On December 18, 2024, the U.S. Federal Reserve announced a 25-basis-point rate cut, bringing the federal funds rate to a target range of 4.25% to 4.50% — the third consecutive reduction of the year. Contrary to the typical expectation that lower rates boost risk assets, both the equity and cryptocurrency markets suffered sharp declines on the day. The S&P 500 and Dow Jones Industrial Average both fell, while the crypto market recorded $675 million in total liquidations within 24 hours. Bitcoin and Ethereum each saw over $100 million in long liquidations, with Ethereum dropping more than 6% and Solana tumbling over 10%.
How Fed Rate Cuts Affect the Crypto Market
The Federal Reserve, as the central bank of the United States, sets the federal funds rate — the interest rate at which banks lend to each other overnight. When the Fed cuts this rate, borrowing costs across the economy decline. Lower mortgage, auto loan, and credit card rates leave consumers and businesses with more disposable income, which often flows into investment assets. Cryptocurrencies, being a high-risk, high-return asset class, tend to benefit from this liquidity injection.
Historically, Bitcoin’s price surged by over 20% in the first quarter of 2023, coinciding with the Fed’s pivot from aggressive hikes to a more dovish stance. Lower rates also reduce the attractiveness of bonds, pushing yield-seeking investors toward equities, real estate, and digital assets. As more capital enters the crypto space, demand rises, pushing prices higher. Thus, from a medium- to long-term perspective, rate cuts are generally bullish for crypto.
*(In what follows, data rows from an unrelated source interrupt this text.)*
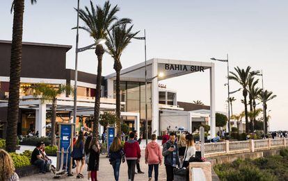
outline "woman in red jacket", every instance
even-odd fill
[[[141,157],[139,144],[134,140],[134,137],[135,134],[133,132],[130,132],[129,140],[124,145],[124,152],[128,165],[128,178],[131,181],[134,180],[135,166]]]
[[[158,180],[158,170],[162,162],[162,151],[156,138],[155,134],[151,135],[152,141],[147,145],[145,150],[145,163],[148,164],[149,166],[149,181],[152,180],[153,167],[155,171],[155,181]]]

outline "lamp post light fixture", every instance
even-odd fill
[[[264,99],[264,81],[263,81],[263,70],[261,70],[261,74],[257,74],[257,76],[259,76],[262,78],[262,103],[263,103],[263,132],[264,137],[264,138],[266,139],[266,132],[265,132],[265,121],[266,121],[266,112],[265,112],[265,100]]]
[[[219,61],[219,62],[227,62],[227,85],[228,87],[228,99],[230,100],[230,84],[229,84],[229,59],[228,59],[228,53],[227,53],[227,59],[216,59],[215,58],[210,58],[212,60],[214,61]],[[229,139],[230,139],[230,105],[228,103],[228,132],[229,132]]]

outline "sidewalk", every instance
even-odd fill
[[[142,145],[142,144],[141,144]],[[141,159],[140,162],[140,167],[142,171],[145,172],[144,174],[136,174],[135,175],[134,180],[148,180],[148,166],[145,164],[144,161],[144,154],[145,150],[141,150]],[[83,175],[83,179],[77,179],[76,175],[73,177],[67,177],[67,175],[63,175],[58,180],[87,180],[87,165],[85,166]],[[136,169],[136,171],[137,169]],[[75,169],[73,169],[73,172],[75,172]],[[106,158],[105,156],[100,156],[100,165],[99,171],[97,173],[98,180],[99,181],[112,181],[114,180],[113,171],[112,166],[110,164],[109,159]],[[154,173],[153,175],[154,177]],[[21,178],[21,181],[31,181],[31,180],[55,180],[53,179],[54,175],[51,173],[47,173],[46,174],[35,174],[29,177]],[[121,164],[120,171],[120,178],[119,180],[128,180],[128,173],[127,173],[127,165],[126,162],[124,164]],[[154,180],[154,179],[152,180]],[[165,166],[161,165],[159,166],[159,175],[158,177],[158,180],[166,180],[166,174],[165,171]]]

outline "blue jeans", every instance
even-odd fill
[[[159,171],[159,164],[149,164],[149,170],[148,170],[148,177],[149,178],[152,178],[152,173],[153,171],[153,167],[154,167],[154,170],[155,171],[155,181],[158,180],[158,171]]]
[[[116,162],[113,165],[113,169],[114,170],[114,178],[115,180],[119,180],[119,170],[121,164],[121,159],[116,159]]]

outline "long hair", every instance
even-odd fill
[[[86,140],[85,140],[85,145],[84,145],[84,151],[86,155],[89,153],[89,146],[90,143],[91,142],[92,137],[89,136],[86,138]]]
[[[109,150],[111,152],[116,152],[121,149],[121,141],[118,137],[114,137],[112,144],[110,146]]]
[[[186,144],[185,135],[181,134],[179,139],[178,145]]]
[[[194,146],[194,138],[193,137],[193,135],[191,134],[186,135],[186,141],[187,143],[187,147]]]
[[[0,149],[0,180],[9,180],[15,168],[11,156],[2,149]]]
[[[77,141],[76,141],[76,143],[75,143],[76,148],[79,148],[81,142],[83,143],[83,141],[84,141],[84,137],[83,137],[82,135],[79,135],[78,136]]]

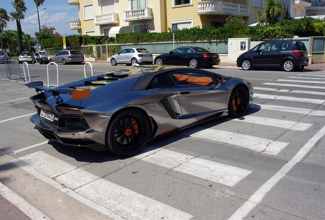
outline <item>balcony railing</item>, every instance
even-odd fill
[[[130,21],[137,20],[151,20],[152,9],[146,8],[131,11],[124,11],[124,21]]]
[[[78,30],[81,29],[81,25],[80,25],[80,21],[70,21],[70,29],[71,30]]]
[[[118,23],[119,23],[119,17],[117,13],[96,15],[94,22],[95,25]]]
[[[68,0],[68,4],[69,5],[79,5],[79,0]]]
[[[199,2],[199,15],[222,14],[229,15],[249,16],[248,6],[227,3],[220,1]]]

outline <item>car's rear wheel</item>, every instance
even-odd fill
[[[251,63],[248,60],[245,60],[242,62],[242,69],[244,70],[249,70],[251,68]]]
[[[286,72],[291,72],[295,68],[294,64],[290,60],[285,61],[282,65],[283,70]]]
[[[136,109],[123,111],[111,119],[106,131],[106,149],[122,156],[140,151],[149,136],[149,124],[146,115]]]
[[[118,63],[116,62],[116,60],[115,60],[114,58],[112,58],[111,59],[110,59],[110,64],[112,65],[112,66],[116,66],[118,65]]]
[[[198,68],[199,66],[199,63],[196,59],[192,59],[190,60],[189,65],[190,66],[190,67]]]
[[[163,59],[161,58],[157,58],[156,61],[155,62],[155,64],[156,65],[163,65]]]
[[[132,58],[132,59],[131,60],[131,64],[132,65],[133,65],[136,63],[137,63],[137,61],[136,60],[136,59],[135,58]]]
[[[300,66],[300,67],[297,67],[295,69],[295,71],[300,71],[303,70],[304,68],[305,68],[305,66]]]
[[[249,95],[247,89],[243,86],[236,87],[233,90],[228,104],[229,116],[237,118],[243,116],[248,108]]]

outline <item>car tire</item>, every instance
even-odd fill
[[[189,66],[191,68],[198,68],[199,67],[199,62],[196,59],[192,59],[189,62]]]
[[[163,59],[160,58],[157,58],[155,61],[155,64],[156,65],[163,65]]]
[[[110,59],[110,64],[112,66],[116,66],[118,65],[118,63],[116,62],[116,60],[114,58]]]
[[[132,58],[132,60],[131,60],[131,64],[133,65],[136,63],[137,63],[136,59],[135,58]]]
[[[249,70],[251,68],[251,63],[248,60],[245,60],[242,62],[241,66],[244,70]]]
[[[283,63],[282,68],[286,72],[291,72],[295,69],[295,67],[292,61],[290,60],[288,60]]]
[[[304,68],[305,68],[305,66],[300,66],[300,67],[297,67],[295,69],[295,70],[297,71],[298,71],[298,72],[300,72],[301,70],[303,70]]]
[[[228,104],[228,114],[234,118],[242,116],[249,104],[249,95],[247,89],[243,86],[239,86],[231,92]]]
[[[106,148],[121,156],[138,153],[149,139],[149,124],[140,110],[131,108],[118,113],[110,119],[106,135]]]

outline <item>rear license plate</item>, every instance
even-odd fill
[[[45,112],[43,110],[41,110],[40,116],[52,122],[53,122],[54,119],[54,114],[48,113],[48,112]]]

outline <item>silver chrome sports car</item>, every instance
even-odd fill
[[[206,70],[136,66],[56,88],[27,84],[37,113],[30,118],[62,144],[136,154],[148,141],[228,114],[242,116],[253,101],[247,81]]]

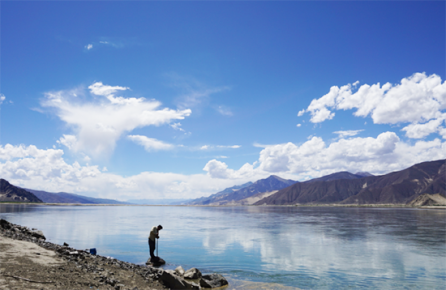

Why Did the Market Sell Off After This Rate Cut?
The immediate negative reaction may seem counterintuitive, but it reflects classic “buy the rumor, sell the fact” dynamics. The rate cut was widely anticipated, so much of the optimism was already priced in. When the announcement came, traders took profits. More importantly, Fed Chair Jerome Powell’s accompanying statement hinted at a slower pace of future cuts, citing persistent inflation risks. This “hawkish cut” surprised markets, triggering a broad risk-off sentiment.
The crypto market’s high leverage exacerbated the sell-off. With long positions overcrowded, any bearish signal can trigger a chain reaction of liquidations. The $675 million in forced closures marked one of the largest single-day liquidation events of 2024. Altcoins, with thinner liquidity, suffered even more severe drawdowns.
Historical Context: The Medium-Term Impact of Easing Cycles
Looking back, Fed rate cuts often coincide with early-stage economic slowdowns, which can cause initial market jitters. However, once the liquidity works its way through the system over the following two to four quarters, risk assets tend to rally. During the COVID-19 pandemic, the Fed’s near-zero rate policy from 2020 through 2021 fueled a massive crypto bull run, with Bitcoin reaching all-time highs. Similarly, after the 2019 rate cuts, crypto markets experienced a strong recovery.
Currently, with the federal funds rate down from a peak of 5.25%-5.50% to 4.25%-4.50%, analysts expect further cuts of 100-150 basis points in 2025. This trajectory suggests improving liquidity conditions for Bitcoin and major altcoins. Institutional adoption continues, with companies like MicroStrategy steadily adding Bitcoin to their treasuries, signaling confidence in the asset’s long-term value despite short-term noise.
Conclusion: Stay Focused on the Big Picture
While the December 2024 rate cut caused temporary turbulence in the crypto market, the underlying thesis remains intact: falling interest rates increase the relative attractiveness of scarce, non-sovereign assets like Bitcoin. Investors should avoid panic selling and instead focus on risk management and long-term positioning. Platforms like Mudrex provide automated strategies to help navigate volatility. The fundamentals of digital assets — decentralization, global adoption, and fixed supply — have not changed. As the macro environment becomes more accommodative, the next leg of the crypto bull market may still be on the horizon.